No evidence of evolutionary impact from size-selective harvesting on epigenetic and reproductive molecular markers in zebrafish (Danio rerio) gonads.

Abstract

This study investigates whether size-selective harvesting induced heritable changes reflected in epigenetic and reproductive molecular markers in zebrafish (Danio rerio), thereby indicating potential evolutionary responses. We used an experimental harvest model where zebrafish populations were subjected to five generations of size-selective harvesting, followed by eight generations without harvesting in a controlled environment to examine evolutionarily fixed outcomes in response to harvest selection. We assumed the evolutionary adaptations to size-selection to have left a molecular legacy related to sexual development, as previous studies have shown that evolution of reproductive timing is a common response to size-selection. To that end, we examined the expression of specific genes related to sexual development, such as dmrt1 and cyp19a1a, and epigenetic markers, including dnmt1 and dnmt3b, in the gonads in those experimental lines selected for this study. Additionally, global DNA methylation patterns were analysed to explore potential long-term epigenetic changes associated with size-selection. The results revealed no significant differences in gene expression related to sexual development or epigenetics between the size-selected and control zebrafish lines in the gonads in the F13 generation, eight generations after size-selection stopped. Also, global DNA methylation patterns were similar across selection lines and sexes.
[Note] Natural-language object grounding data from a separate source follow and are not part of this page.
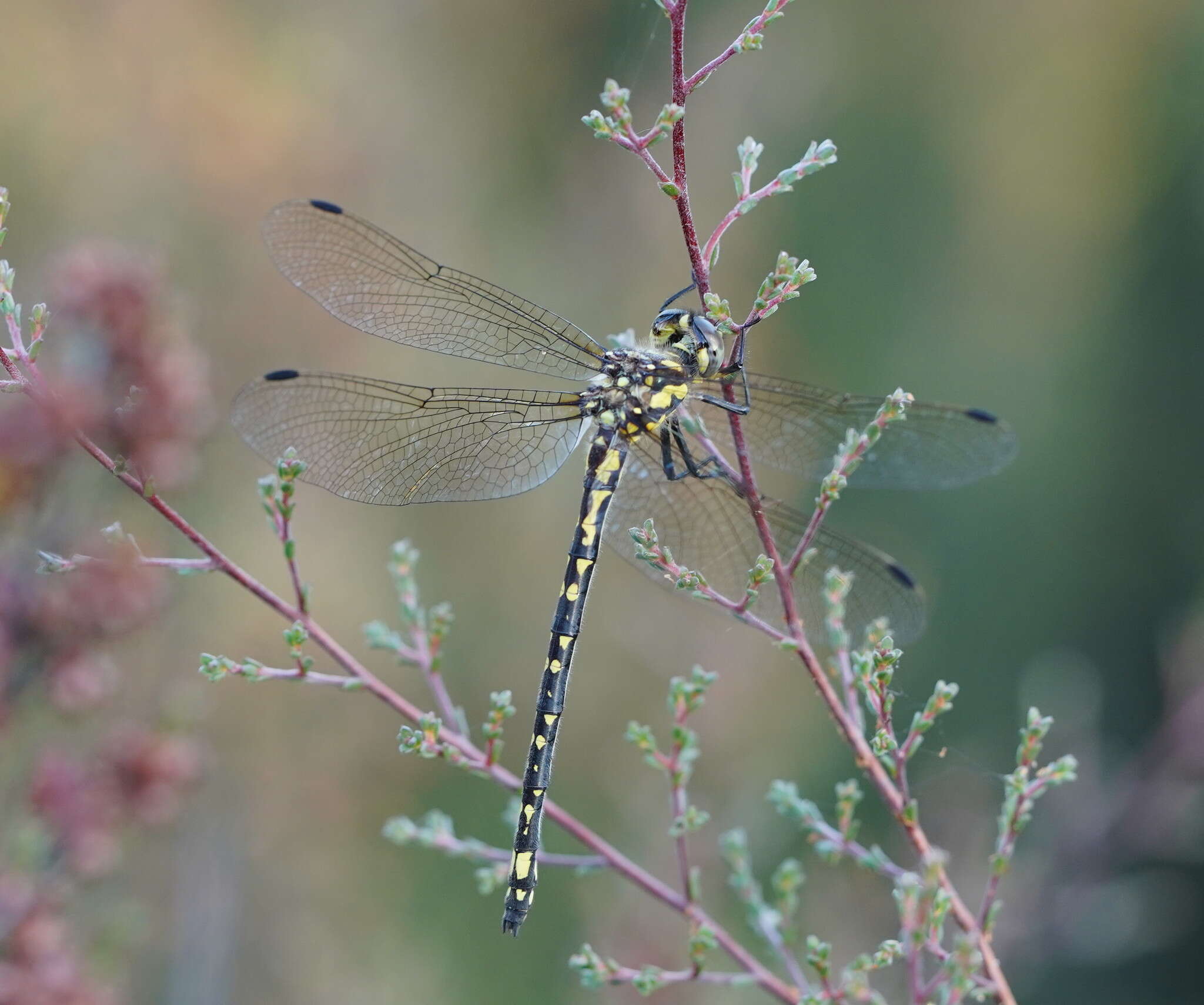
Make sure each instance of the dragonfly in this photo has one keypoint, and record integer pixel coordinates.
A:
(640, 408)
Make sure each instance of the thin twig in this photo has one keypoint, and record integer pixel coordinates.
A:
(845, 725)
(371, 683)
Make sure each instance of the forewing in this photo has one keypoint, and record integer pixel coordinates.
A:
(708, 529)
(379, 442)
(372, 281)
(797, 428)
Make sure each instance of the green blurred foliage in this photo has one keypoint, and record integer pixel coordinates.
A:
(1015, 222)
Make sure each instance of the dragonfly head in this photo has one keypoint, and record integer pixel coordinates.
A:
(691, 337)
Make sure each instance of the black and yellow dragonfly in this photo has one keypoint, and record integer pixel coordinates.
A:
(376, 441)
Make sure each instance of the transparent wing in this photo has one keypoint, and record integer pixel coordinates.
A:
(376, 283)
(797, 428)
(379, 442)
(707, 526)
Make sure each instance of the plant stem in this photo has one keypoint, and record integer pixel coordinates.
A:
(847, 726)
(371, 683)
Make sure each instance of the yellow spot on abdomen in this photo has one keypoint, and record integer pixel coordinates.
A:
(590, 521)
(523, 865)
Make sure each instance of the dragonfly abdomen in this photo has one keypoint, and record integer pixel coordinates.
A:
(607, 454)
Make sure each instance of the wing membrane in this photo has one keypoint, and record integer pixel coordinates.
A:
(707, 526)
(373, 282)
(379, 442)
(797, 428)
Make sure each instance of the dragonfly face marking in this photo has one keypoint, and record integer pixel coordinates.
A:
(381, 442)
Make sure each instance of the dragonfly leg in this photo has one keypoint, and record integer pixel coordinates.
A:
(672, 435)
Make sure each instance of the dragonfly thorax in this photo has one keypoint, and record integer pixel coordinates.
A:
(636, 390)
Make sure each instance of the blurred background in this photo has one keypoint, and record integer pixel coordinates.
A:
(1015, 223)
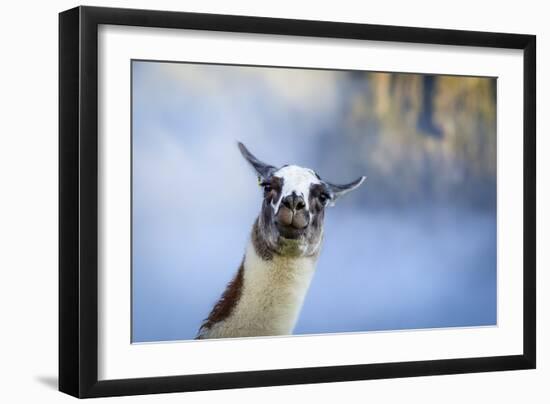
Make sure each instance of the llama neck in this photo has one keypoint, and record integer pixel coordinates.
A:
(271, 295)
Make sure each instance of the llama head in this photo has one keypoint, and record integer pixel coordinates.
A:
(293, 209)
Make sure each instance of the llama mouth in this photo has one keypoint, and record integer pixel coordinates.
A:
(290, 232)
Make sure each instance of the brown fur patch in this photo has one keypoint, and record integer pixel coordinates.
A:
(227, 302)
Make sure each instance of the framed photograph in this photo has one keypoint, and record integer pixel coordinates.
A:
(251, 201)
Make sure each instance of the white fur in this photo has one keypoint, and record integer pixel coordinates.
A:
(296, 179)
(272, 296)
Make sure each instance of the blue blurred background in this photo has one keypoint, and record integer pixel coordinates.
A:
(414, 247)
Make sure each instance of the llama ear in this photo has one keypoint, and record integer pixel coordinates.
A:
(264, 170)
(340, 190)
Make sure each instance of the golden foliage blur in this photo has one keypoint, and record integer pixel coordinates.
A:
(430, 133)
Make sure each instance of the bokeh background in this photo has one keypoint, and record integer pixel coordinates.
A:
(413, 247)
These findings suggest that five generations of size-selective harvesting, followed by eight generations of maintenance reproduction without further selection, did not induce lasting epigenetic or molecular changes related to the target molecular markers of sexual development in the gonads of zebrafish. The no significant molecular responses to size-selective harvesting observed here, based on specific reproductive and epigenetic markers, differ from previous studies targeting other tissues such as brain and liver, highlighting that not all genes or processes necessarily respond to size-selection and underscoring the importance of marker-specific comparisons.